You may say, "Gee, you should really have put arrows over here." Well, in the case that it is a one-dimensional collision, you can leave the arrows off because the signs automatically take care of that.

Kinetic energy is not conserved.

Before the collision, your kinetic energy equals one-half m1 v1 squared plus one-half m2 v2 squared.

After the collision, kinetic energy equals one-half m1 plus m2 times v prime squared.

And you can easily prove that this is always less than that in case of a completely inelastic collision.

There's always kinetic energy destroyed, which then comes out in the form of heat.

Let's do now an elastic collision.

And I add the word "completely" elastic, but "elastic" itself is enough because that means that kinetic energy is conserved.

I start with the same initial condition: m1 v1, m2 v2, but now, after the collision, m1 could either go this way or this way, I don't know.

So this could be v1 prime, this could be v1 prime.

m2, however, will always go into this direction.

That's clear, because if you get hit from behind by object one, after the collision, you obviously go in this direction.

Again, we don't have to put the arrows over it, because the signs take care of it in a one-dimensional case.

This will be plus, then.

That could be... you could adopt that as your convention, and if it goes in this direction, then it will be negative.

So if you find, for v1 prime, minus something, it means it's bounced back.

So now we can apply the conservation of momentum if there is no external force on the system.

Internal force is fine.

All right, so now we have m1 v1 plus m2 v2 equals m1 v1 prime plus m2 v2 prime--

conservation of momentum.

Now we get the conservation of kinetic energy, because we know it's an elastic collision.

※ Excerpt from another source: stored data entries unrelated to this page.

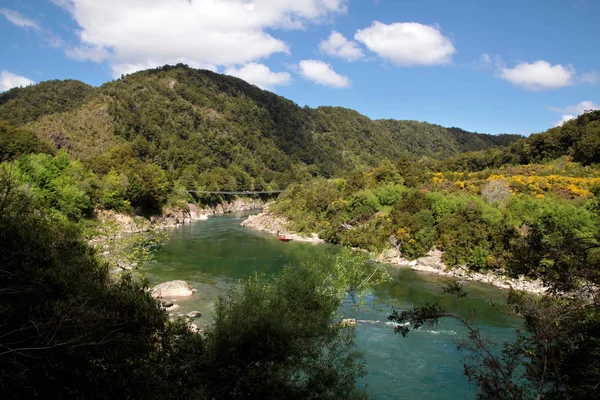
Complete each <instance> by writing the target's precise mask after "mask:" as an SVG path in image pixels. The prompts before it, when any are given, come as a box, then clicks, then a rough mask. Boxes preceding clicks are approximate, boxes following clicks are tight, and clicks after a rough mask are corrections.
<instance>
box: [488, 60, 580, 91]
mask: <svg viewBox="0 0 600 400" xmlns="http://www.w3.org/2000/svg"><path fill="white" fill-rule="evenodd" d="M499 73H500V78H502V79H505V80H507V81H509V82H510V83H512V84H513V85H515V86H519V87H522V88H525V89H527V90H548V89H558V88H562V87H565V86H570V85H572V84H573V78H574V76H575V69H574V68H573V67H572V66H570V65H569V66H567V67H563V66H562V65H560V64H557V65H551V64H550V63H549V62H547V61H543V60H539V61H535V62H533V63H526V62H521V63H519V64H517V65H516V66H515V67H514V68H506V67H501V68H500V71H499Z"/></svg>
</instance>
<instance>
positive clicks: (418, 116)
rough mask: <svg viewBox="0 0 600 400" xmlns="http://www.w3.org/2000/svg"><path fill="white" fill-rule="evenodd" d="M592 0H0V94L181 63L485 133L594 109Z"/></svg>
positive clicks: (349, 106) (303, 104) (551, 123)
mask: <svg viewBox="0 0 600 400" xmlns="http://www.w3.org/2000/svg"><path fill="white" fill-rule="evenodd" d="M598 15H600V1H598V0H519V1H513V0H503V1H497V0H494V1H491V0H489V1H488V0H455V1H450V0H102V1H98V0H2V3H1V4H0V37H2V38H3V39H2V40H1V41H0V91H2V90H7V89H9V88H10V87H13V86H19V85H26V84H30V83H32V82H40V81H43V80H48V79H67V78H72V79H79V80H82V81H84V82H87V83H89V84H92V85H96V86H97V85H101V84H102V83H104V82H106V81H109V80H111V79H113V78H114V77H118V76H120V75H121V74H126V73H131V72H134V71H136V70H140V69H145V68H149V67H155V66H158V65H163V64H167V63H169V64H174V63H177V62H184V63H187V64H189V65H190V66H193V67H197V68H208V69H212V70H215V71H218V72H222V73H228V74H231V75H236V76H239V77H241V78H243V79H246V80H248V81H250V82H252V83H254V84H256V85H258V86H261V87H263V88H265V89H268V90H272V91H274V92H276V93H278V94H280V95H282V96H285V97H287V98H290V99H292V100H293V101H295V102H296V103H298V104H300V105H301V106H303V105H309V106H311V107H316V106H320V105H336V106H343V107H348V108H353V109H355V110H358V111H359V112H361V113H363V114H365V115H367V116H369V117H371V118H373V119H378V118H394V119H414V120H419V121H427V122H431V123H436V124H440V125H444V126H458V127H461V128H463V129H467V130H471V131H478V132H486V133H503V132H505V133H521V134H529V133H532V132H540V131H543V130H546V129H548V128H550V127H552V126H554V125H556V124H558V123H560V122H561V121H563V120H566V119H568V118H572V117H574V116H576V115H578V114H580V113H581V112H583V111H584V110H585V109H589V108H600V106H598V104H600V94H599V93H600V91H599V90H598V88H599V86H598V85H599V84H600V52H599V51H598V43H597V38H598V37H600V25H599V24H598V23H597V18H598V17H597V16H598Z"/></svg>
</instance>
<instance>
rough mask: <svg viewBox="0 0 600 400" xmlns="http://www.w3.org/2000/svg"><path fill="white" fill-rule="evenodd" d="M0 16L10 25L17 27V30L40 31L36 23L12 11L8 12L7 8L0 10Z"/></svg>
mask: <svg viewBox="0 0 600 400" xmlns="http://www.w3.org/2000/svg"><path fill="white" fill-rule="evenodd" d="M0 14H2V15H4V16H5V17H6V19H7V20H9V21H10V22H11V23H12V24H14V25H16V26H18V27H19V28H23V29H29V28H32V29H34V30H38V31H39V30H41V28H40V26H39V25H38V23H37V22H35V21H34V20H32V19H29V18H27V17H25V16H24V15H22V14H20V13H18V12H17V11H14V10H9V9H7V8H2V9H0Z"/></svg>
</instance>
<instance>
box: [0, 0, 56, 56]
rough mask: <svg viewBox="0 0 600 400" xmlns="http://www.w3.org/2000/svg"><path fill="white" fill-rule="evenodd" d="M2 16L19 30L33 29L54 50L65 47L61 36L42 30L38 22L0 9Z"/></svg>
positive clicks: (44, 43) (26, 29) (17, 12)
mask: <svg viewBox="0 0 600 400" xmlns="http://www.w3.org/2000/svg"><path fill="white" fill-rule="evenodd" d="M0 14H2V15H4V16H5V17H6V19H7V20H8V21H10V22H11V23H12V24H14V25H16V26H18V27H19V28H23V29H25V30H29V29H32V30H33V31H34V32H35V33H36V35H37V36H38V37H39V38H40V40H41V41H42V42H43V43H44V44H46V45H47V46H49V47H52V48H53V49H57V48H59V47H62V46H63V45H64V41H63V39H62V38H61V37H60V36H58V35H57V34H55V33H53V32H50V31H46V30H44V29H42V27H41V26H40V25H39V24H38V23H37V22H35V21H34V20H32V19H30V18H27V17H26V16H24V15H22V14H20V13H18V12H17V11H14V10H9V9H7V8H2V9H0Z"/></svg>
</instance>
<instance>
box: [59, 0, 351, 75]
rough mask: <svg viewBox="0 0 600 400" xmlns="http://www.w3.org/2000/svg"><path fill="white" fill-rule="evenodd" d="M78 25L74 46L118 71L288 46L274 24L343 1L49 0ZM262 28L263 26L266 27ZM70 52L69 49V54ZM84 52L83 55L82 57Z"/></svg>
mask: <svg viewBox="0 0 600 400" xmlns="http://www.w3.org/2000/svg"><path fill="white" fill-rule="evenodd" d="M53 1H54V3H55V4H58V5H60V6H62V7H63V8H64V9H65V10H67V11H69V12H70V13H71V15H72V17H73V19H74V20H75V21H76V23H77V24H78V25H79V28H80V30H79V38H80V41H81V44H80V45H79V46H78V47H83V48H86V47H87V48H94V49H104V50H105V51H107V52H108V53H110V58H109V60H108V61H109V63H110V64H111V67H112V69H113V70H114V71H115V73H116V74H118V73H119V72H121V71H125V70H126V69H127V68H125V67H133V66H138V65H139V66H153V67H156V66H159V65H163V64H167V63H169V64H173V63H176V62H178V61H179V60H182V59H183V60H187V61H188V62H189V63H190V64H194V65H212V66H232V65H243V64H247V63H249V62H255V61H257V60H260V59H263V58H266V57H269V56H270V55H272V54H275V53H289V52H290V49H289V47H288V45H287V44H286V43H285V42H283V41H282V40H280V39H278V38H276V37H274V36H273V32H274V31H276V30H277V29H300V28H303V27H305V26H307V25H309V24H316V23H323V22H326V21H328V20H330V19H331V18H332V17H333V16H335V15H337V14H339V13H343V12H345V11H346V3H347V0H252V1H250V0H220V1H216V0H189V1H183V0H145V1H143V0H130V1H123V0H103V1H90V0H53ZM267 30H268V33H267ZM75 53H76V51H75V50H74V49H72V55H73V54H75ZM87 59H89V57H88V58H87Z"/></svg>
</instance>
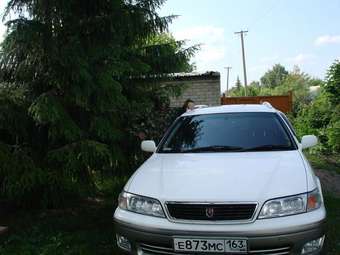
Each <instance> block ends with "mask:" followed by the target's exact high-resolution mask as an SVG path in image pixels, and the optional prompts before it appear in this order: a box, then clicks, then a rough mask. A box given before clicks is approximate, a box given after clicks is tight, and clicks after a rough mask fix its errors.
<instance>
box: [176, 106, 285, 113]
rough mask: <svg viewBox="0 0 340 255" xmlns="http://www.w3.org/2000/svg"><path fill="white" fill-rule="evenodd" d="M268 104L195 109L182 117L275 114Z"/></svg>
mask: <svg viewBox="0 0 340 255" xmlns="http://www.w3.org/2000/svg"><path fill="white" fill-rule="evenodd" d="M277 111H278V110H277V109H275V108H274V107H272V106H271V105H270V104H269V103H267V104H266V103H265V104H233V105H221V106H213V107H204V108H197V109H194V110H192V111H188V112H186V113H184V114H183V115H182V116H189V115H199V114H212V113H230V112H277Z"/></svg>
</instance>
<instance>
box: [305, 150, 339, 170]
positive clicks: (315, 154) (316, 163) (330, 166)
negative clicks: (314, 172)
mask: <svg viewBox="0 0 340 255" xmlns="http://www.w3.org/2000/svg"><path fill="white" fill-rule="evenodd" d="M306 157H307V158H308V160H309V162H310V163H311V164H312V166H313V167H314V168H315V169H324V170H329V171H334V172H336V173H338V174H340V156H339V155H327V156H325V155H319V154H311V153H307V154H306Z"/></svg>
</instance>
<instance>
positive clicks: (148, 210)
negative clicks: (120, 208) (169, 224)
mask: <svg viewBox="0 0 340 255" xmlns="http://www.w3.org/2000/svg"><path fill="white" fill-rule="evenodd" d="M118 206H119V208H121V209H123V210H127V211H131V212H135V213H140V214H145V215H150V216H156V217H163V218H164V217H165V214H164V211H163V208H162V205H161V203H160V202H159V201H158V200H156V199H154V198H150V197H144V196H139V195H135V194H131V193H128V192H124V191H123V192H122V193H121V194H120V195H119V198H118Z"/></svg>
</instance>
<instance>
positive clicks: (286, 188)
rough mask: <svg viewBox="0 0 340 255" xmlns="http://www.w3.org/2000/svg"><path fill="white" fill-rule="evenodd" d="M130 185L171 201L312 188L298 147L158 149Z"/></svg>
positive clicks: (214, 197) (129, 181)
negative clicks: (255, 148)
mask: <svg viewBox="0 0 340 255" xmlns="http://www.w3.org/2000/svg"><path fill="white" fill-rule="evenodd" d="M125 190H126V191H128V192H131V193H134V194H139V195H144V196H149V197H153V198H157V199H159V200H160V201H162V202H165V201H199V202H240V201H243V202H252V201H254V202H260V203H263V202H264V201H266V200H268V199H271V198H275V197H282V196H289V195H293V194H299V193H304V192H306V191H307V178H306V171H305V168H304V164H303V161H302V158H301V156H300V155H299V152H298V151H275V152H274V151H273V152H240V153H187V154H159V153H155V154H154V155H152V156H151V157H150V158H149V159H148V160H147V161H146V162H145V163H144V164H143V165H142V166H141V167H140V168H139V169H138V171H137V172H136V173H135V174H134V175H133V176H132V177H131V178H130V180H129V182H128V183H127V185H126V187H125Z"/></svg>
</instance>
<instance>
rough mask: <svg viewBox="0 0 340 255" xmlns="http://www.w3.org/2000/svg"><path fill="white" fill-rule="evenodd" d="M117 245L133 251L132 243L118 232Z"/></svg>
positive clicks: (122, 248)
mask: <svg viewBox="0 0 340 255" xmlns="http://www.w3.org/2000/svg"><path fill="white" fill-rule="evenodd" d="M116 240H117V245H118V247H119V248H121V249H123V250H125V251H129V252H130V251H131V243H130V241H129V239H127V238H126V237H125V236H121V235H118V234H116Z"/></svg>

One-half m1 v1 squared, one-half m2 v2 squared--

that's before the collision.

After the collision, one-half m1 v1 prime squared plus one-half m2 v2 prime squared.

Two equations with two unknowns and in principle, you can solve for v1 prime and for v2 prime, except that it could be time-consuming.

And so on exams, what is normally done when you get a problem like that...

Normally you get a problem whereby either m1 is made m2 or m1 is much, much larger than m2 or m1 is much, much smaller than m2, like banging a basketball onto a Ping-Pong ball or a Ping-Pong ball onto a basketball.

I will do a very simple example whereby I will take now for you m1 equals m2, and I will call that m and I will even simplify the problem by making v2 zero, so the second object is standing still.

One-dimensional collision, one hits that object.

Very special case.

So the conservation of momentum now becomes much simpler.

m times v1--

there is no v2--

equals m v1 prime plus m v2 prime.

Conservation of kinetic energy is one-half m v1 squared equals one-half m v1 prime squared plus one-half m v2 prime squared.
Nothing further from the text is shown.